Jacob (Relay): These things are so valuable if you get them right compared to the cost of having a human do it that I would not worry about nickel and diming on 5or5 or 10 when the alternative would have been hiring someone that costs $10,000 a month. When working with an AI step, there are two ways to reduce cost: pick a cheaper model and ask it to do less work in the form of fewer tokens. I always start with a really good model like Claude 3.5 Sonnet. If it’s working and only costing me a few bucks a week, I don’t even bother with cost optimization. If it’s something that’s going to run a hundred times a day and cost $10 per time, then I optimize by giving it less data and switching to a cheaper model. Bryce (Zapier): A lot of times when you’re building out prompts, you just want to get them right. So even just going to ChatGPT or wherever and talking through the prompt to dial it in before you use it is one way to make sure it’s crystal clear.

How should we think about security, privacy, and sensitive information with AI agents?

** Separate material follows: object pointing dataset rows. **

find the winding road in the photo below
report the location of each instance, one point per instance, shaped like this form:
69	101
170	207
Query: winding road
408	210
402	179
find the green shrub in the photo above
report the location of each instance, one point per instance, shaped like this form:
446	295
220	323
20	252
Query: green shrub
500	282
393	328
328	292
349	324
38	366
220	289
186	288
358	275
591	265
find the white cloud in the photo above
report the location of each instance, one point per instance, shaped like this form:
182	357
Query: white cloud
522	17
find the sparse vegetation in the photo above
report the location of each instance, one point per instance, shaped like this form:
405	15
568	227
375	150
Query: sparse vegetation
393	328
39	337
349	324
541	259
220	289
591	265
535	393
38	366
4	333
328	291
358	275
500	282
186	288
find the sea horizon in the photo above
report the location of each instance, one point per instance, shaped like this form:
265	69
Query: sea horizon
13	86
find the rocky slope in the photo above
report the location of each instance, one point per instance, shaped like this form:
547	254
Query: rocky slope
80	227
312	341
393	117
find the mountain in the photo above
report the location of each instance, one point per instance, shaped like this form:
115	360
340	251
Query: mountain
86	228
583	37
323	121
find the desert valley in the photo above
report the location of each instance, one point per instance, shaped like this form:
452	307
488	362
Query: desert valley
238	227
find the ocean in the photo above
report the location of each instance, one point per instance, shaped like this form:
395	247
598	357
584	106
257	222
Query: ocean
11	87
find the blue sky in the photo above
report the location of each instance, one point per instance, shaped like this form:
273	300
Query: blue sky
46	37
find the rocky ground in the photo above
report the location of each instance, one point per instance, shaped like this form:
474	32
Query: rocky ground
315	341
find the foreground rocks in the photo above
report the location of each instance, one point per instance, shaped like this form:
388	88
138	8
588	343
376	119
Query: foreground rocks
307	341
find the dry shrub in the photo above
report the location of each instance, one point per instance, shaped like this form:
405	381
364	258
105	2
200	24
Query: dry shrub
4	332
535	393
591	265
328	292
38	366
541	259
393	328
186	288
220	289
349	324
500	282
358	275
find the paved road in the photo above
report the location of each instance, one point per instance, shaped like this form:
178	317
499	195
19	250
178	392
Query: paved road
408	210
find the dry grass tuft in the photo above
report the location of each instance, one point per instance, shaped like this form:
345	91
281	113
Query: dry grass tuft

Flo (Lindy): I feel like I’m gonna get killed for saying this, but no one cares about your data. We’re doing all the right things - agreements with model providers so they never train on your data, SOC 2 compliance, internal audits. But when people ask “What about my data?” - no one’s going to look at it, no one’s going to train on it. I don’t think it is meaningfully different from regular SaaS. All your data is in the cloud already if you use Google Workspace. Jacob (Relay): Think about it like you’ve just hired a human employee. You need to give them access to all your internal systems to do good work. You should trust Zapier, Lindy, Relay in the way that you trust any SaaS provider. There’s one extra dimension of making sure model providers don’t use your data for training, but all the model providers have a bit on the API that you can set. People are way too casual about hiring employees and giving them lots of information, and way overly strict about SaaS products that have really good security practices.

Where do you see agents evolving in the next 6 to 12 months?

Jacob (Relay): First, all the core capabilities will continue to improve - summarization, extraction, translation, speech to text, text to speech. Reasoning is going to get better, so more agentic use cases will work. I’m really excited about tools that help observe you throughout your day or brainstorm with you about opportunities to use AI more effectively. Flo (Lindy): We describe our vision as: we want to build an AI employee, and it’s coming. Companies have millions in payroll, and then they spend a thousand dollars on an agent. You actually want these lines to cross! In 6 months you are going to have something that really starts to look like an AI employee, and you’re going to be able to give huge jobs to these things. Bryce (Zapier): I would hope to see a project management agent that just does it all. Right now, agents are pretty task-oriented and lower level. Having that oversight might be really interesting to see. Jacob: It’s an intern, then it gets promotions, then it’s got 5 years of experience, and then it’s someone better than all of us at each function. Very soon!